Protein misfolding in an incurable neurodegenerative disease: Connecting theory and experiment

ALS is a presently incurable and invariably fatal motor neuron degenerative disease characterized by progressive loss of motor neurons, with a lifetime risk by age 70 of about 1/1000. Though most cases are sporadic, over 150 mutations throughout the homodimeric free radical defense enzyme Cu,Zn superoxide dismutase (SOD1) have been found to be associated with a familial form of the disease (fALS), affecting about 1/5 of those with autosomal dominant inheritance.

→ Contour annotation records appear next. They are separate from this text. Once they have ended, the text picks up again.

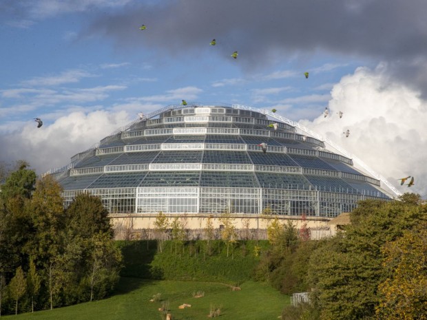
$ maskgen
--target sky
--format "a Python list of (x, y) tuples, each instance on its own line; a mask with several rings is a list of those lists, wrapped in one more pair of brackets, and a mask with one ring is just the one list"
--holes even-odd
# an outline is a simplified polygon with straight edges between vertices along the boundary
[(1, 0), (0, 162), (41, 175), (140, 112), (236, 103), (276, 109), (426, 199), (426, 12), (425, 0)]

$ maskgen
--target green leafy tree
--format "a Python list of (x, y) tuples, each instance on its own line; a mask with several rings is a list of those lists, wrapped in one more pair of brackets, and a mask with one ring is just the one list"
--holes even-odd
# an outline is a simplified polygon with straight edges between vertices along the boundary
[(379, 286), (379, 319), (427, 319), (427, 225), (406, 231), (382, 251), (387, 278)]
[(160, 252), (163, 252), (162, 244), (165, 238), (165, 233), (169, 227), (169, 222), (167, 217), (162, 211), (160, 211), (156, 216), (154, 221), (154, 230), (157, 233), (157, 241), (158, 242), (158, 249)]
[(99, 197), (80, 193), (65, 211), (69, 228), (82, 238), (90, 238), (98, 233), (111, 233), (112, 228), (108, 211)]
[(6, 277), (25, 264), (23, 248), (33, 231), (28, 202), (34, 191), (36, 174), (21, 165), (8, 175), (0, 192), (0, 266)]
[(36, 182), (31, 199), (34, 237), (28, 242), (26, 251), (39, 266), (47, 268), (52, 257), (62, 253), (65, 228), (62, 187), (50, 175)]
[(270, 244), (273, 246), (278, 246), (283, 242), (284, 233), (283, 224), (280, 223), (279, 218), (277, 216), (271, 217), (267, 229), (267, 239)]
[(413, 202), (360, 202), (345, 235), (325, 242), (310, 259), (309, 277), (322, 319), (375, 316), (378, 286), (387, 276), (381, 248), (426, 221), (426, 211)]
[(178, 246), (183, 245), (186, 236), (184, 224), (179, 219), (179, 217), (176, 217), (171, 224), (172, 241), (175, 244), (175, 255), (177, 255)]
[(1, 317), (1, 302), (3, 301), (3, 297), (5, 292), (5, 288), (6, 286), (6, 279), (3, 275), (3, 273), (0, 273), (0, 317)]
[(28, 163), (22, 162), (19, 169), (9, 175), (1, 186), (1, 198), (31, 198), (31, 193), (34, 190), (36, 173), (34, 170), (28, 169)]
[(207, 219), (206, 220), (206, 226), (205, 226), (205, 236), (206, 237), (206, 246), (207, 246), (207, 253), (208, 255), (211, 255), (212, 253), (212, 248), (211, 242), (214, 239), (214, 222), (212, 221), (214, 217), (210, 215)]
[(95, 235), (91, 244), (87, 276), (92, 301), (96, 297), (104, 297), (118, 281), (121, 253), (107, 233)]
[(41, 277), (36, 269), (32, 259), (30, 260), (30, 270), (27, 274), (27, 291), (31, 297), (31, 312), (34, 311), (34, 296), (39, 293), (41, 285)]
[(224, 226), (221, 231), (221, 239), (227, 244), (227, 256), (229, 256), (229, 246), (237, 242), (237, 233), (234, 226), (234, 218), (229, 212), (225, 212), (220, 217), (220, 222)]
[(15, 301), (15, 314), (18, 314), (18, 301), (25, 293), (25, 277), (21, 266), (18, 267), (15, 276), (12, 278), (9, 284), (10, 295)]

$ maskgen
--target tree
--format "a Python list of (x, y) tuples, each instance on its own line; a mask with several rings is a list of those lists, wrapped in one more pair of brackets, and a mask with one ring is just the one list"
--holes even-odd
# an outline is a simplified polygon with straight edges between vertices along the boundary
[(390, 320), (427, 319), (427, 231), (406, 231), (382, 252), (387, 278), (379, 284), (376, 314)]
[(284, 236), (283, 225), (279, 221), (277, 215), (268, 224), (267, 233), (267, 239), (273, 246), (278, 246), (282, 242)]
[(179, 220), (178, 217), (176, 217), (171, 224), (172, 241), (175, 244), (175, 255), (177, 254), (177, 247), (183, 244), (185, 239), (185, 229), (184, 224)]
[(99, 197), (88, 193), (77, 195), (65, 214), (70, 228), (83, 238), (90, 238), (98, 233), (110, 233), (112, 236), (108, 211)]
[(62, 187), (52, 176), (46, 175), (36, 182), (31, 199), (34, 237), (28, 242), (26, 251), (39, 266), (48, 268), (51, 258), (61, 253), (63, 248), (65, 215)]
[(34, 190), (36, 173), (34, 170), (28, 169), (28, 163), (22, 162), (19, 169), (9, 175), (1, 186), (1, 198), (31, 198), (31, 193)]
[(15, 276), (12, 278), (9, 284), (10, 295), (15, 301), (15, 314), (18, 314), (18, 301), (25, 293), (25, 278), (21, 266), (18, 267)]
[[(0, 192), (0, 265), (11, 275), (25, 264), (23, 248), (32, 237), (28, 202), (34, 191), (36, 173), (21, 165), (9, 174)], [(8, 277), (6, 275), (6, 277)]]
[(6, 279), (4, 277), (4, 275), (3, 275), (3, 273), (0, 273), (0, 317), (1, 317), (1, 301), (3, 301), (6, 286)]
[(229, 213), (225, 212), (221, 214), (220, 222), (224, 226), (224, 228), (221, 231), (221, 239), (227, 244), (227, 256), (228, 257), (230, 244), (232, 246), (237, 241), (234, 219), (231, 217), (231, 215)]
[(158, 215), (156, 216), (156, 221), (154, 221), (154, 230), (157, 233), (157, 239), (158, 242), (158, 248), (160, 252), (163, 252), (162, 250), (162, 244), (163, 242), (163, 239), (165, 237), (165, 232), (169, 226), (169, 222), (167, 220), (167, 217), (163, 213), (163, 211), (160, 211)]
[(207, 254), (211, 253), (211, 242), (214, 239), (214, 222), (212, 222), (213, 217), (211, 215), (206, 220), (206, 226), (205, 227), (205, 236), (207, 240)]
[(36, 269), (32, 259), (30, 260), (30, 270), (27, 275), (27, 290), (31, 297), (31, 312), (34, 311), (34, 296), (39, 293), (41, 284), (41, 279)]
[(426, 211), (426, 206), (402, 201), (359, 203), (345, 235), (326, 241), (310, 259), (309, 281), (322, 319), (374, 317), (378, 286), (387, 277), (381, 248), (424, 223)]
[(302, 221), (302, 226), (299, 231), (300, 239), (302, 241), (308, 241), (311, 237), (311, 231), (309, 228), (307, 228), (307, 217), (305, 213), (301, 216), (301, 221)]
[(121, 253), (107, 233), (98, 233), (91, 239), (88, 278), (90, 299), (103, 298), (117, 283), (121, 268)]

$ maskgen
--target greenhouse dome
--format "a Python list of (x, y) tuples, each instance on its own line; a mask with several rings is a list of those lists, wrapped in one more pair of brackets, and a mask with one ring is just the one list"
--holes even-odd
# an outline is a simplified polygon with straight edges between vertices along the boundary
[(359, 200), (392, 198), (352, 158), (286, 120), (240, 105), (170, 105), (49, 173), (63, 187), (65, 204), (90, 192), (118, 215), (333, 217)]

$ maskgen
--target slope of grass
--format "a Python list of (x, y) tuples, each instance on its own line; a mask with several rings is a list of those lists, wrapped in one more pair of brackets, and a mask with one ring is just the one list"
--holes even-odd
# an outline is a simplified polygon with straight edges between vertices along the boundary
[[(211, 282), (150, 281), (122, 278), (116, 294), (105, 300), (70, 307), (2, 317), (5, 319), (24, 320), (160, 320), (158, 308), (162, 302), (169, 305), (174, 320), (206, 319), (211, 305), (221, 309), (221, 320), (263, 320), (277, 319), (289, 297), (267, 284), (247, 281), (241, 290), (232, 291), (225, 284)], [(202, 291), (205, 296), (194, 298), (193, 292)], [(161, 301), (150, 302), (160, 293)], [(191, 308), (179, 309), (183, 303)]]

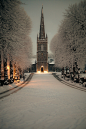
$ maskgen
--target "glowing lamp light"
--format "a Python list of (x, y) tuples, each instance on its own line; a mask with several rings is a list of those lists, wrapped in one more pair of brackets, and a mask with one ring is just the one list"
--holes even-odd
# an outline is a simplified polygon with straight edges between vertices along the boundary
[(7, 69), (9, 69), (9, 66), (7, 66)]
[(40, 73), (40, 71), (37, 71), (37, 73)]
[(47, 71), (44, 71), (44, 73), (48, 73)]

It is presently not clear what unifying features, if any, these mutants share to make them pathogenic. Patients expressing mutant SOD1 may live for over 20 years or less than one year once symptoms are expressed, depending on the mutation. The reasons for this variability have remained mysterious. We have developed a new computational assay to answer this question. We probe the mechanical properties of ALS-associated SOD1 mutants by simulating a series of force spectroscopy experiments with variable tether positions. Such assays would be require extraordinary effort experimentally, but by harnessing the power of computer simulations to manipulate proteins in a virtual environment, mechanical force studies may be designed to directly address those processes critical to the propagation of misfolding and its role in disease. These studies enabled us to quantify a mechanical rigidity “fingerprint” characterizing a given SOD1 variant, and as well to measure the severity of a given mutation upon structural integrity, metal affinity, and dimer stability. Two of these features, when taken together, predict patient survival time to remarkable accuracy once symptoms have been diagnosed (r=0.94, p=5e-8). Based on these findings, we propose a general scenario for the critical events involved in the propagation of familial ALS, and we rationally predict several novel SOD1 mutant proteins with either protective or deleterious properties.